Evans Bancorp reported an 11 percent increase in its first-quarter net income, as its chief executive officer said he sees encouraging trends in the bank’s performance.
“The momentum in earnings and growth is continuing to build here,” said David J. Nasca, president and CEO of the Hamburg-based parent of Evans Bank.
Evans reported net income of $2 million, compared with $1.8 million a year ago. It recorded diluted earnings per share of 47 cents, which increased from 43 cents from a year ago and was in line with analysts’ estimates.
Nasca said the bank’s quarterly results were fueled by growth in loans, deposits and its wealth management business. “Really in a lot of sectors, we’re having success,” he said. Evans’ loans increased by 12.5 percent from a year earlier, which Nasca said was due in part to “increased production. We’re out there getting our fair share of projects.”
Evans’ total deposits rose by 3.4 percent, or $23.6 million, from a year ago. “There’s been some cross-sell activity,” Nasca said. “On top of that, we’ve been adding new customers. But we’re working very hard to make sure we’re looking at their full portfolio of needs and serving that full portfolio of needs.”
The bank’s wealth-management business benefited from the hiring of more personnel to focus on that area, Nasca said. “We started out a little below peer averages,” he said, “but we’re making up great ground there.”
Evans’ non-interest income increased by 2.6 percent from a year ago, to $3.4 million.
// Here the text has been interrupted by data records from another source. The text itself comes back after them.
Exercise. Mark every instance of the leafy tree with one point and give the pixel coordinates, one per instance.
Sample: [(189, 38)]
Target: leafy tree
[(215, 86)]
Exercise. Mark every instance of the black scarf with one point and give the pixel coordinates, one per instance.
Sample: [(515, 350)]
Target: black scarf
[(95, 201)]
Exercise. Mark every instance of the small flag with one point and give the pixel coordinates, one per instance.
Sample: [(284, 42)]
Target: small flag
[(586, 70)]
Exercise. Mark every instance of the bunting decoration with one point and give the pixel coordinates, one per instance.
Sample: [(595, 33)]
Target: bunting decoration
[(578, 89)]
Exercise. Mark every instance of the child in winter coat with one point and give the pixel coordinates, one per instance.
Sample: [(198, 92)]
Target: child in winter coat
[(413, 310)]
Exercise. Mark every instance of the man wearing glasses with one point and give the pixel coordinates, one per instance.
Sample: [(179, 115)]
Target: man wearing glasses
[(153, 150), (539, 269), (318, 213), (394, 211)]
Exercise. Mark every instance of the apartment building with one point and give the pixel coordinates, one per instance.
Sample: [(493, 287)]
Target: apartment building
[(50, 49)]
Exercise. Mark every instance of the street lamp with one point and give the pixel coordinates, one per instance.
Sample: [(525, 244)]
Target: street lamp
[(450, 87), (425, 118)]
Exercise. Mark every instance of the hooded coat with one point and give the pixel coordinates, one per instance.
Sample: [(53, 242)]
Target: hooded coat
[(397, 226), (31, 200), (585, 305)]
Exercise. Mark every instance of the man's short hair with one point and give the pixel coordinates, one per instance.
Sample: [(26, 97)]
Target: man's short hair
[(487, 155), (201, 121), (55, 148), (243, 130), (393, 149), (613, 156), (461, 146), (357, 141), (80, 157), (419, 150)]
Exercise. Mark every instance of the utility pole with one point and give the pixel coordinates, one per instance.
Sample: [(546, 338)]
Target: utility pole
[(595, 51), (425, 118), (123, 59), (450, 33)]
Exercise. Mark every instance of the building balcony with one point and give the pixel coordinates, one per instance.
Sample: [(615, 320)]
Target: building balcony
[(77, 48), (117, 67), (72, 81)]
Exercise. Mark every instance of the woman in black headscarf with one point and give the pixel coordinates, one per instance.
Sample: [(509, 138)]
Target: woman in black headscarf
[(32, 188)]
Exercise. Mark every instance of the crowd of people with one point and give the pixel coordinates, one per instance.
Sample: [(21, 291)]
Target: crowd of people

It reported a 7.7 percent increase in non-interest expenses from a year ago, which was due to a 9.5 percent increase in personnel expenses, such as from hiring to support the wealth management business.
“We would anticipate to continue making strategic investments like that, but we also anticipate that revenue will increase following those investments, as well,” said Gary A. Kajtoch, executive vice president and chief financial officer.
Nasca said the bank has been growing “very fast, so we continue to try to be out in front of that growth by building our structure with investments in people, processes, systems.”
What is Nasca’s view of the state of the local economy? “I think we’re optimistic that things are improving. I think the further we go, we’re putting the 2008 financial crisis in the rearview mirror. We’re seeing the results of our efforts sort of pay off.”
Evans’ annual meeting is scheduled for this morning in Orchard Park.